2014 yılı sonunda bir transseksüel mahpusun yaptığı bilgi edinme başvurusuna Adalet Bakanlığının verdiği cevap, cezaevlerinde translara uygulanan ayrımcılığı ortaya çıkarmıştı. Bakanlık bilgilendirmeye yanıt olarak; lezbiyen, gay, biseksüel ve transseksülerin muhafaza edileceği açık ve kapalı ceza infaz kurumları yapmaya yönelik proje çalışmalarının başlatıldığını ve İzmir il sınırları içinde yapılacak inşaatın 2017 yılında bitmesi ön görüldüğünü açıklamıştı. 2014 yılından beri tartışılan bu konu, HDP ve CHP’li vekillerin verdiği soru önergelerinin de gündemindeydi.
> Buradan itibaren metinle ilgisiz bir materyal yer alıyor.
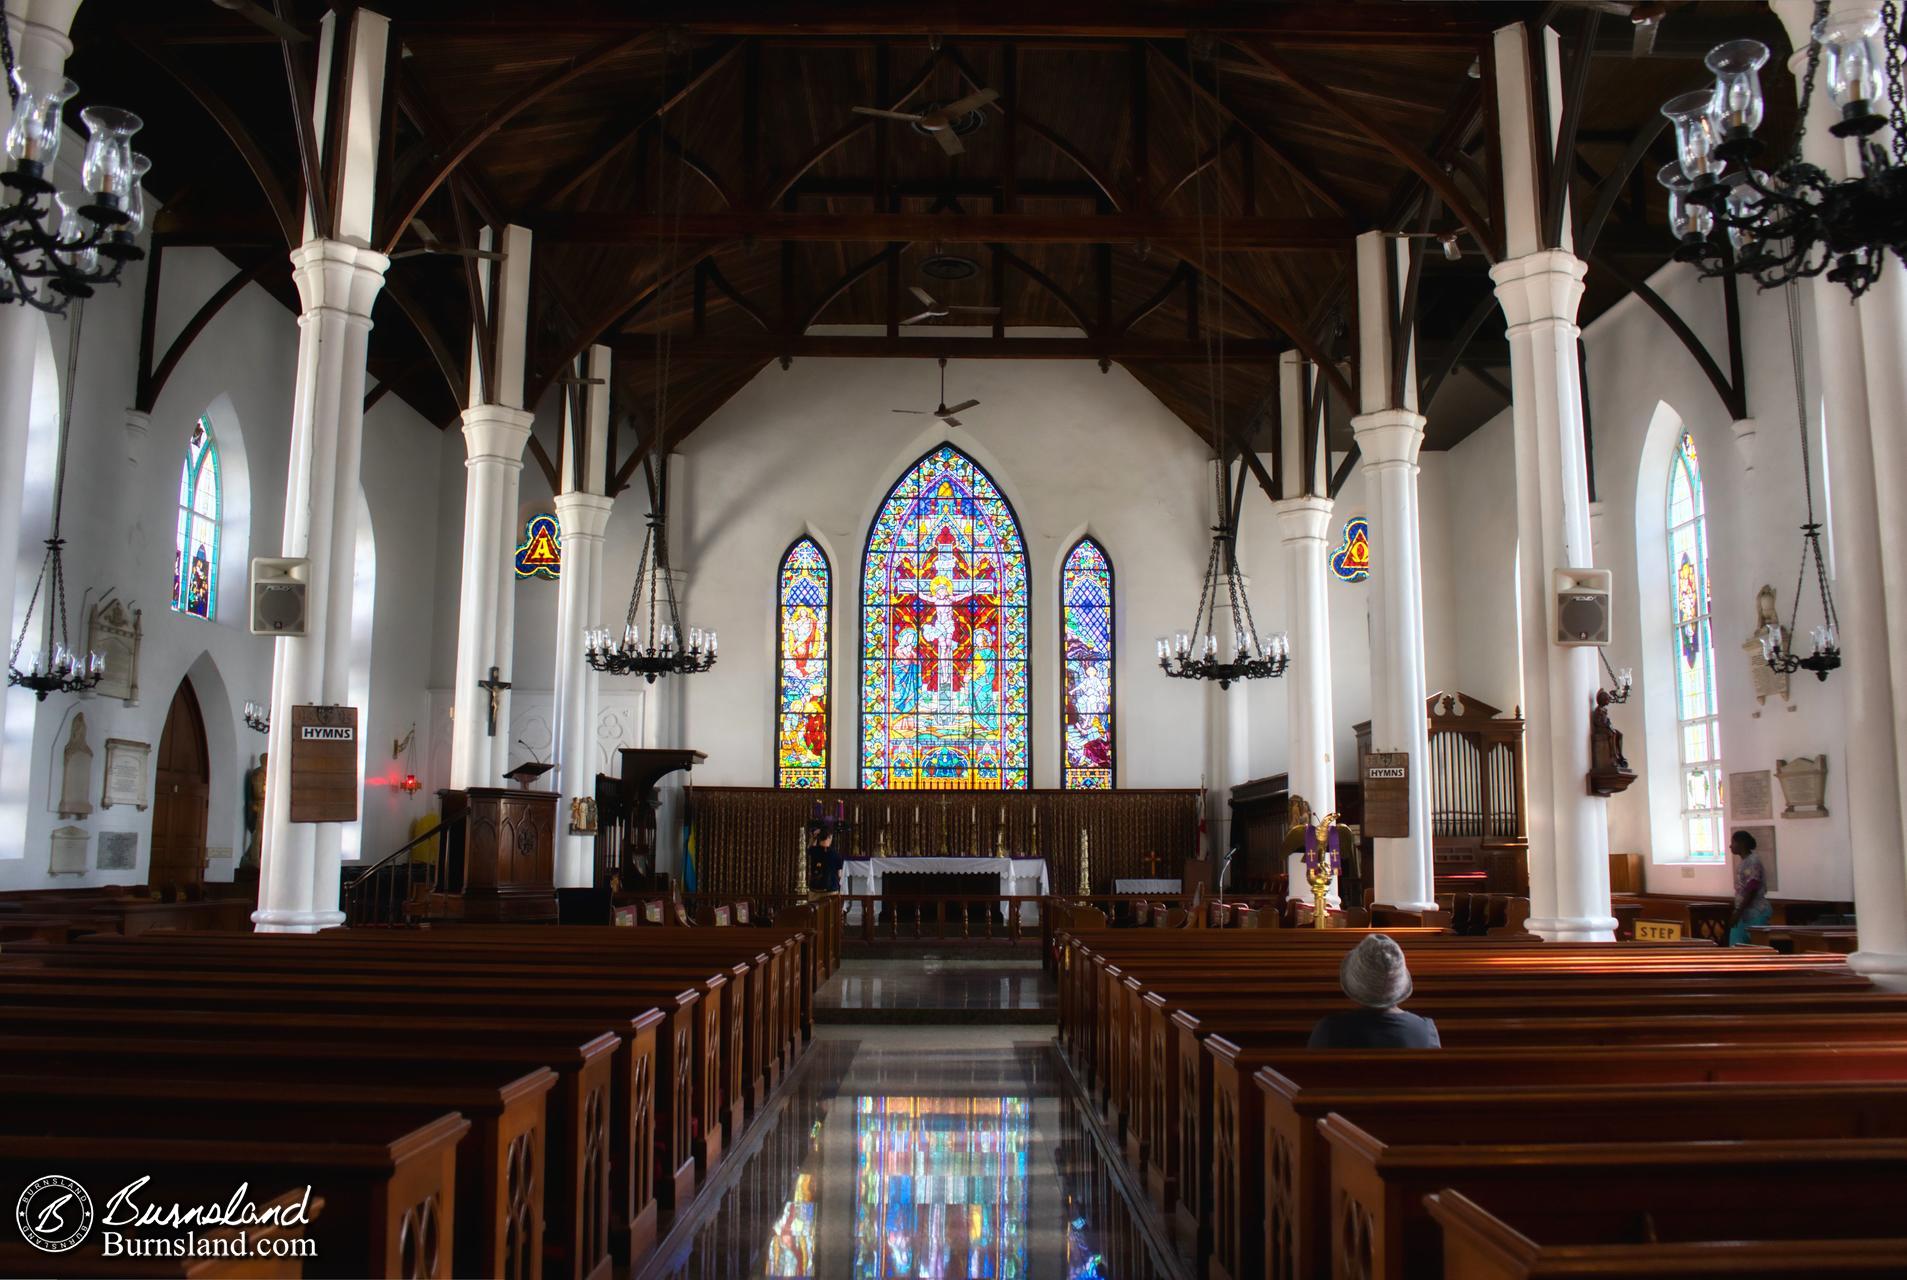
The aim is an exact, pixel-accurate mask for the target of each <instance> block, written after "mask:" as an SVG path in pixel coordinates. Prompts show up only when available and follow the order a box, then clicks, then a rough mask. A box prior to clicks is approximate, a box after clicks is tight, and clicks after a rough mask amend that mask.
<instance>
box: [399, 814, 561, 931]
mask: <svg viewBox="0 0 1907 1280" xmlns="http://www.w3.org/2000/svg"><path fill="white" fill-rule="evenodd" d="M439 797H441V799H442V811H444V855H442V866H441V868H439V877H437V889H435V893H429V895H425V897H423V900H421V902H420V904H418V910H416V912H414V916H416V918H420V919H442V921H458V919H467V921H482V923H532V921H553V919H555V918H557V876H555V870H557V855H555V849H557V801H559V795H557V794H555V792H530V790H517V788H502V786H473V788H465V790H461V792H439Z"/></svg>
Hükümet kanadından bu soru önergelerine yanıt olarak çelişkili açıklamalar veriliyordu.
Yine bu döneme kadar pek çok aktivistin, STK’ların ve LGBTİ örgütlerinin “LGBTİ’lere ayrı cezaevlerine” itirazları olmuş ve çeşitli açıklamalar yapmışlardı. Son günlerde gündeme gelen Tekirdağ Cezaevinde Diren Coşkun’un yaşadıkları, konunun ne kadar “hayati” olduğunu, tutuklu ve hükümlü LGBTİ bireylerin ne türden hak gaspları yaşadığını ortaya serdi. Örgüt üyesi olma iddiası ile tutuklu bulunan trans Diren Coşkun, tedavi hakkının elinden alındığını, tecrit edildiğini, hiçbir ihtiyacının karşılanmadığını, sorunları çözmek için yaptığı hiçbir girişimin karşılık bulamadığını, ayrımcılığa uğradığını ifade ederek ölüm orucuna başlamış, onun sesini duyurmak ve destek olmak için LGBTİ aktivisti Kıvılcım Arat da dışarıda açlık grevine başlamıştı.
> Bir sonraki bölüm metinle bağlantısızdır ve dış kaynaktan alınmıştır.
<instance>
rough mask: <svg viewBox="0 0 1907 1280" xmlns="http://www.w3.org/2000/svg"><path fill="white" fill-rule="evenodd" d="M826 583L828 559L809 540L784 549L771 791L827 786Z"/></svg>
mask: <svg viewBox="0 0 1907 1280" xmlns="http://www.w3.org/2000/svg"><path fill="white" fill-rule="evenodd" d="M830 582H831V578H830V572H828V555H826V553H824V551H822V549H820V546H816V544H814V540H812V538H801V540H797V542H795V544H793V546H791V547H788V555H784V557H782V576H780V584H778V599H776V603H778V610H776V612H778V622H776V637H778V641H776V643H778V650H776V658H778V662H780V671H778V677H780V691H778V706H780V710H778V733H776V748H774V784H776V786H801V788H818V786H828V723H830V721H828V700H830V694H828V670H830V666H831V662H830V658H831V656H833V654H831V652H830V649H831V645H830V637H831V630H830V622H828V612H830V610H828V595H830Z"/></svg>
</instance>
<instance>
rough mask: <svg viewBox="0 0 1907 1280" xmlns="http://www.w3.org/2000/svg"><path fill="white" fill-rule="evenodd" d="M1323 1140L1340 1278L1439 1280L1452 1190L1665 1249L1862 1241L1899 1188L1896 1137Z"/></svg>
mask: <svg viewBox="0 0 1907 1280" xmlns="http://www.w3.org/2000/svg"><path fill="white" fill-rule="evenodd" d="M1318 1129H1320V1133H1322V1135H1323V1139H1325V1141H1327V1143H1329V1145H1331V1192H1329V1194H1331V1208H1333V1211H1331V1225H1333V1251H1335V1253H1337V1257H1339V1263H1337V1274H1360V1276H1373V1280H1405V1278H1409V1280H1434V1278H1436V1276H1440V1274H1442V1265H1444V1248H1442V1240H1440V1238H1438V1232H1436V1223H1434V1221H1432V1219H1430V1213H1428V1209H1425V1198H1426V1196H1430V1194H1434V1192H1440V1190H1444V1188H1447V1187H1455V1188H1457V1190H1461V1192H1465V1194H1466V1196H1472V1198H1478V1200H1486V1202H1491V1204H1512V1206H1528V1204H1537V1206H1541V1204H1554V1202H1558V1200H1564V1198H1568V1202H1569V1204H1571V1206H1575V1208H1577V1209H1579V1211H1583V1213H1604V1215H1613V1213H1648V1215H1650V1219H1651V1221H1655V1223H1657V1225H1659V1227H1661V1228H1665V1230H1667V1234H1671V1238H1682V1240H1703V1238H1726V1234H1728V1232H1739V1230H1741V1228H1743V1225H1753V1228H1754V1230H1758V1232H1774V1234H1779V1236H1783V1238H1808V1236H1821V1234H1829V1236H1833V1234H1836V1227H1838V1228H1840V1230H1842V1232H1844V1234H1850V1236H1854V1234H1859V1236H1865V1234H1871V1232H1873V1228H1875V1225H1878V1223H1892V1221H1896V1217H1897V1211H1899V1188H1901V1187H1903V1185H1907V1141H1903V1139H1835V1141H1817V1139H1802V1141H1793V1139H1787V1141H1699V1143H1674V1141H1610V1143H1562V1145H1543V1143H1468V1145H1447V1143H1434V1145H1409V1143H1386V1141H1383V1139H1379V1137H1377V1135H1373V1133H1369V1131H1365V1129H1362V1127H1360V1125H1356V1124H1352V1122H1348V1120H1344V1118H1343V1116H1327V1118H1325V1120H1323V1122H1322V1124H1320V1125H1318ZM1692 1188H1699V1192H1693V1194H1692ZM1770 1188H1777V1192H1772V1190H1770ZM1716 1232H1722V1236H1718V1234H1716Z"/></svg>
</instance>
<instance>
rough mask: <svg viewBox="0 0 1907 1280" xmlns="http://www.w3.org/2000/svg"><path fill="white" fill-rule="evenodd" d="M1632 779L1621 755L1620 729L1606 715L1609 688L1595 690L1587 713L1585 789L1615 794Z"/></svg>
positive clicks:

Bugün Türkiye’de cezaevlerinde nüfus 250 bine yaklaştı. Mahpuslar yaşadıkları sorunlara çözüm beklerken, TBMM İnsan Hakları Komisyonu tarafından oluşturulan 2 alt komisyon, geçen gün Maltepe ve Elazığ cezaevlerini inceleyerek hazırladığı raporu açıkladı ve o raporda da “farklı cinsel yönelimleri olanlar için ayrı cezaevleri yapılması” önerisi yapılıyordu.
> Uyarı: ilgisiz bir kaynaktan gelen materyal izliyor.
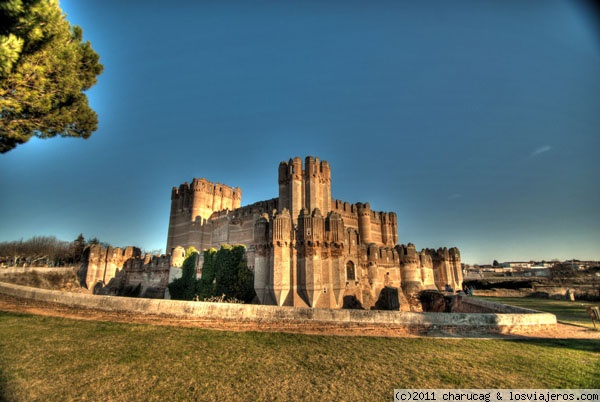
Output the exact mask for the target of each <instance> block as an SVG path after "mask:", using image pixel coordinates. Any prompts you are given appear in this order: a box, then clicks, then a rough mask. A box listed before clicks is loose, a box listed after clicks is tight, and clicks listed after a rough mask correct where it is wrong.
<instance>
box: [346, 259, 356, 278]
mask: <svg viewBox="0 0 600 402" xmlns="http://www.w3.org/2000/svg"><path fill="white" fill-rule="evenodd" d="M346 280H347V281H354V280H356V273H355V270H354V263H353V262H352V261H348V262H347V263H346Z"/></svg>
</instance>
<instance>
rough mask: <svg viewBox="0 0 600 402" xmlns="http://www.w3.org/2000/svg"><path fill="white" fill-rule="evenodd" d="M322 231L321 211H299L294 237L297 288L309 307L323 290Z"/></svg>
mask: <svg viewBox="0 0 600 402" xmlns="http://www.w3.org/2000/svg"><path fill="white" fill-rule="evenodd" d="M324 231H325V221H324V219H323V216H322V215H321V211H319V210H318V209H315V210H314V211H313V213H312V214H310V213H309V212H308V211H307V210H305V209H303V210H302V211H300V215H299V216H298V231H297V238H296V245H297V246H296V248H297V250H298V253H297V266H298V276H297V288H298V293H299V294H300V296H301V297H303V299H305V302H306V303H307V304H308V306H309V307H315V306H316V305H317V303H318V301H319V296H320V295H321V292H322V290H323V283H322V281H321V274H322V260H321V258H320V256H319V254H320V245H321V243H322V242H323V234H324Z"/></svg>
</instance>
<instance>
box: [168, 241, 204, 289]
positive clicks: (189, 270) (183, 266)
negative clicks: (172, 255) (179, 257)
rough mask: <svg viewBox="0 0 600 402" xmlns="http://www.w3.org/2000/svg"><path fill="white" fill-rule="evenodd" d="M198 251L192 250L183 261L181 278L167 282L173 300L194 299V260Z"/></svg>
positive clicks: (195, 273)
mask: <svg viewBox="0 0 600 402" xmlns="http://www.w3.org/2000/svg"><path fill="white" fill-rule="evenodd" d="M197 260H198V253H197V252H196V251H195V250H194V251H193V252H190V253H189V255H188V257H187V258H186V259H185V260H184V261H183V266H182V267H181V270H182V271H181V278H177V279H175V280H174V281H173V282H171V283H169V285H167V286H168V288H169V293H170V294H171V299H174V300H194V297H195V296H196V261H197Z"/></svg>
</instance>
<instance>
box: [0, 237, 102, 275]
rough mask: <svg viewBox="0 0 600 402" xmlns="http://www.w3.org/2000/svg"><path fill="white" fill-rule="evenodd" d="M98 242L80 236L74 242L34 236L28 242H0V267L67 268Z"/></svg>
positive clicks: (8, 241)
mask: <svg viewBox="0 0 600 402" xmlns="http://www.w3.org/2000/svg"><path fill="white" fill-rule="evenodd" d="M91 244H101V245H103V246H107V245H108V244H107V243H102V242H100V241H99V240H98V239H97V238H95V237H93V238H91V239H89V240H87V241H86V240H85V238H84V237H83V234H80V235H79V236H78V237H77V238H76V239H75V240H74V241H72V242H69V241H64V240H59V239H57V238H56V237H55V236H34V237H32V238H30V239H28V240H23V239H21V240H13V241H5V242H0V265H1V266H9V267H28V266H49V267H57V266H68V265H74V264H78V263H80V262H81V256H82V255H83V250H84V248H85V247H86V246H88V245H91Z"/></svg>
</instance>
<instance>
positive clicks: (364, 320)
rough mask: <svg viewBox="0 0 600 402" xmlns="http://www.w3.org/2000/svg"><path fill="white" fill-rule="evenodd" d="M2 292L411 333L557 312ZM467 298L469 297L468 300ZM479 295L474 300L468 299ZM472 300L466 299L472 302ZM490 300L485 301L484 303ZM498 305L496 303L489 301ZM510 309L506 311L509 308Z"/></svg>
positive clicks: (77, 302)
mask: <svg viewBox="0 0 600 402" xmlns="http://www.w3.org/2000/svg"><path fill="white" fill-rule="evenodd" d="M0 293H3V294H7V295H10V296H15V297H19V298H26V299H32V300H37V301H42V302H50V303H59V304H63V305H67V306H77V307H85V308H90V309H99V310H105V311H126V312H132V313H139V314H154V315H169V316H172V317H173V316H174V317H183V318H202V319H207V320H228V321H254V322H261V323H264V322H269V323H283V324H286V323H296V324H311V323H314V324H328V325H341V326H346V327H347V326H357V327H360V326H365V325H384V326H386V327H393V328H398V329H399V330H402V331H406V332H408V333H418V334H427V333H432V332H434V333H436V332H438V331H445V332H451V333H463V334H471V333H510V332H512V331H519V332H523V331H525V332H527V331H529V330H531V331H535V330H538V329H541V328H548V327H554V326H555V325H556V317H555V316H554V315H553V314H547V313H540V312H537V311H533V310H528V309H520V308H516V307H514V308H513V307H511V308H509V309H508V310H510V314H507V313H484V314H472V313H408V312H398V311H375V310H339V309H320V308H300V307H278V306H263V305H255V304H232V303H206V302H188V301H179V300H165V299H142V298H126V297H118V296H99V295H90V294H83V293H69V292H60V291H54V290H45V289H37V288H30V287H25V286H17V285H13V284H8V283H2V282H0ZM464 299H466V298H463V302H465V301H464ZM468 299H473V298H468ZM473 301H475V300H474V299H473V300H467V301H466V303H472V302H473ZM479 302H484V301H479ZM484 303H489V304H495V303H490V302H484ZM508 310H506V311H508Z"/></svg>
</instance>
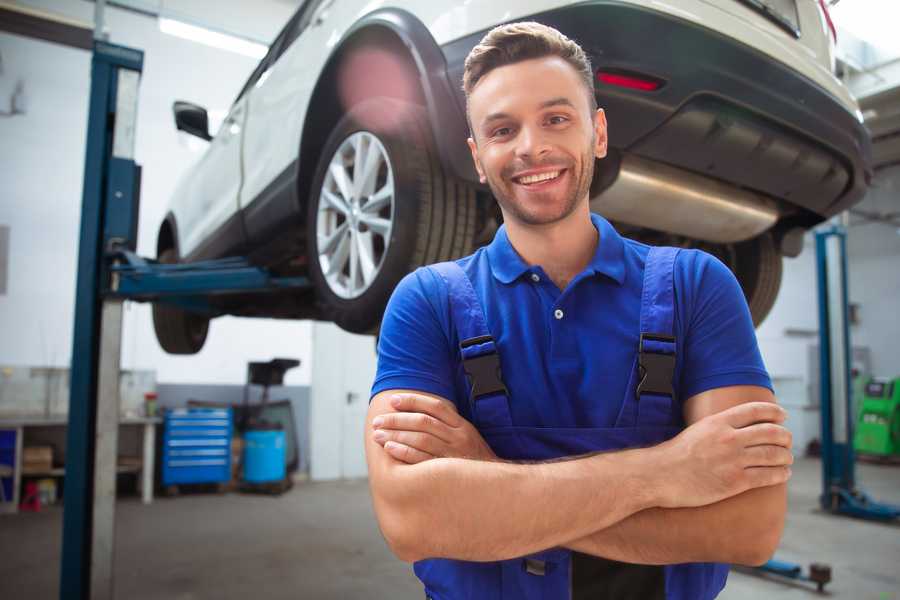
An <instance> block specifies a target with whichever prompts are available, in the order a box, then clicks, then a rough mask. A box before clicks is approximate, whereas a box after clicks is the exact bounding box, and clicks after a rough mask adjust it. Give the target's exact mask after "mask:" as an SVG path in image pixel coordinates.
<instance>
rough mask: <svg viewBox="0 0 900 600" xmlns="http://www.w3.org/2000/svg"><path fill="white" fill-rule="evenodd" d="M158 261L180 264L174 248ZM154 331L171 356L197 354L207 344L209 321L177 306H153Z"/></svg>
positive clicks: (159, 261)
mask: <svg viewBox="0 0 900 600" xmlns="http://www.w3.org/2000/svg"><path fill="white" fill-rule="evenodd" d="M157 260H158V261H159V262H161V263H165V264H173V263H177V262H178V255H177V253H176V252H175V250H174V249H173V248H167V249H166V250H163V251H162V252H161V253H160V254H159V257H157ZM153 329H154V330H155V331H156V339H157V341H158V342H159V345H160V346H162V349H163V350H165V351H166V352H168V353H169V354H196V353H197V352H200V349H201V348H203V344H204V343H205V342H206V334H207V333H208V332H209V319H208V318H207V317H204V316H201V315H198V314H196V313H191V312H188V311H185V310H182V309H180V308H177V307H175V306H171V305H167V304H162V303H159V302H156V303H154V304H153Z"/></svg>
Diren Coşkun, yaşadıklarıyla sorunun “hayatiliğini” ortaya koydu. Peki ya hem hükümetin hem de TBMM İnsan Hakları Komisyonunun önerisi olan “farklı cinsel yönelimleri olanlara ayrı cezaevi” meselesi ne anlama geliyor? Bu hayati sorunların çözümünde nerede duruyor?
EVET, GÜVENLİK VE TECRİT CİDDİ SORUN AMA…
Adalet Bakanlığı da İnsan Hakları Komisyonu da “ayrı cezaevi” önerisini “LGBTİ mahkumların güvenlik sorunlarını aşmak ve fiili izolasyona son vermek” ile gerekçelendiriyor.Türkiye’de LGBTİ insanlara yönelik ayrımcılığın önemli bir problem olduğu açık. Bu ayrımcılığın hapishanelerde de varlığını sürdürdüğünü, hatta daha boyutlu yaşandığını da biliyoruz. Yani evet, hapishanelerde LGBTİ mahpuslara dair ciddi bir güvenlik sorunu var.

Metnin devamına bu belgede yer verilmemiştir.